Dithiobiuret
- Names: Preferred IUPAC name 2-Imido-1,3-dithiodicarbonic diamide

Identifiers
- CAS Number: 541-53-7;
- 3D model (JSmol): Interactive image;
- ChEMBL: ChEMBL501562;
- ChemSpider: 2039482;
- ECHA InfoCard: 100.007.987
- EC Number: 208-784-8;
- MeSH: 2,4-dithiobiuret
- PubChem CID: 2758725;
- RTECS number: EC1575000;
- UNII: T40X2KXL53;
- UN number: 2811
- CompTox Dashboard (EPA): DTXSID2034968 ;

Properties
- Chemical formula: C_{2}H_{5}N_{3}S_{2}
- Molar mass: 135.20 g·mol^{−1}
- Appearance: White crystals
- Density: 1.54 g/cm^{3}
- log P: −0.415
- Acidity (pK_{a}): 11.152
- Basicity (pK_{b}): 2.845
- Hazards: GHS labelling:
- Pictograms: GHS06: Toxic
- Signal word: Danger
- Hazard statements: H300, H310, H330
- Precautionary statements: P260, P280, P284, P302+P350, P310

Related compounds
- Related compounds: Biuret; Biguanide; Thiourea;

= Dithiobiuret =

Dithiobiuret is an organosulfur compound with the formula HN(C(S)NH_{2})_{2}. It is a colourless solid that is soluble in warm water and polar organic solvents. It is a planar molecule with short C-S and C-N distances (1.69, 1.38 Å, resp.) indicative of multiple C-S and C-N bonding.

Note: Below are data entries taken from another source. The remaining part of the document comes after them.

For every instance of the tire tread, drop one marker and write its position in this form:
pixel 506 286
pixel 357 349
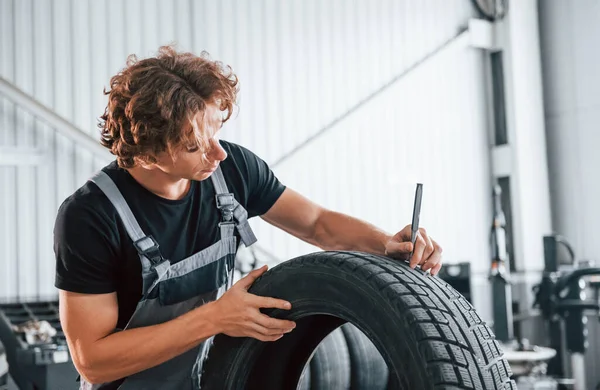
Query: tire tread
pixel 457 344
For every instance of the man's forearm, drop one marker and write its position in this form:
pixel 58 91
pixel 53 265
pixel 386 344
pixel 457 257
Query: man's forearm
pixel 133 350
pixel 336 231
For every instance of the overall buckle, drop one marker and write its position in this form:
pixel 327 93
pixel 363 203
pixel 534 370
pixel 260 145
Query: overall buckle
pixel 148 247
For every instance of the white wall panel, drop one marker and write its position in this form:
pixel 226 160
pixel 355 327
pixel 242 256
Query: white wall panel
pixel 572 108
pixel 368 164
pixel 302 65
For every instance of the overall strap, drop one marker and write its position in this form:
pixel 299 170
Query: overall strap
pixel 146 245
pixel 233 214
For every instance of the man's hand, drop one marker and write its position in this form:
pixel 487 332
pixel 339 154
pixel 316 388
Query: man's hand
pixel 426 252
pixel 238 312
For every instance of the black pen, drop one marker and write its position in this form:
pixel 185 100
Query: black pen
pixel 414 227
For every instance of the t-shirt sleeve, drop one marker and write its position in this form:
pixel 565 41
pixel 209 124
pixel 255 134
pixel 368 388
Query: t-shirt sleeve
pixel 84 248
pixel 263 186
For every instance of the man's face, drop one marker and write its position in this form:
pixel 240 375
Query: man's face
pixel 192 162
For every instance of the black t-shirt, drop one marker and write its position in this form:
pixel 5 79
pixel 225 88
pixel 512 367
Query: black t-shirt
pixel 94 254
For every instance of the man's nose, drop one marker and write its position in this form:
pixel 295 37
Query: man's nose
pixel 217 152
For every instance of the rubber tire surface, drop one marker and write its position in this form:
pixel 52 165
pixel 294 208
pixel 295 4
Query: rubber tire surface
pixel 304 383
pixel 429 335
pixel 330 365
pixel 368 369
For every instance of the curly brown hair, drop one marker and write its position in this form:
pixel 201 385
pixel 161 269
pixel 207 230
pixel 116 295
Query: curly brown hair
pixel 151 101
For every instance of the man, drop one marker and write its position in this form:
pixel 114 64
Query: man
pixel 145 249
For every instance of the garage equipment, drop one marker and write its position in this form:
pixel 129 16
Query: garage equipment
pixel 561 297
pixel 36 349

The compound can be viewed as the product from the condensation of two molecules of thiourea, but it is prepared by treatment of 2-cyanoguanidine with hydrogen sulfide. The conversion proceeds via guanylthiourea:
NCNC(NH_{2}) + H_{2}S → HN(C(S)NH_{2})(C(NH)NH_{2})
HN(C(S)NH_{2})(C(NH)NH_{2}) + H_{2}S → HN(C(S)NH_{2})_{2}

It is used as a plasticizer, a rubber accelerator, and as an intermediate in pesticide manufacturing.

==Properties==
Dithiobiuret binds to metals in a bidentate fashion, both as the neutral ligand and as its conjugate base.

==Safety==
Dithiobiuret is extremely toxic; exposure can result in respiratory failure.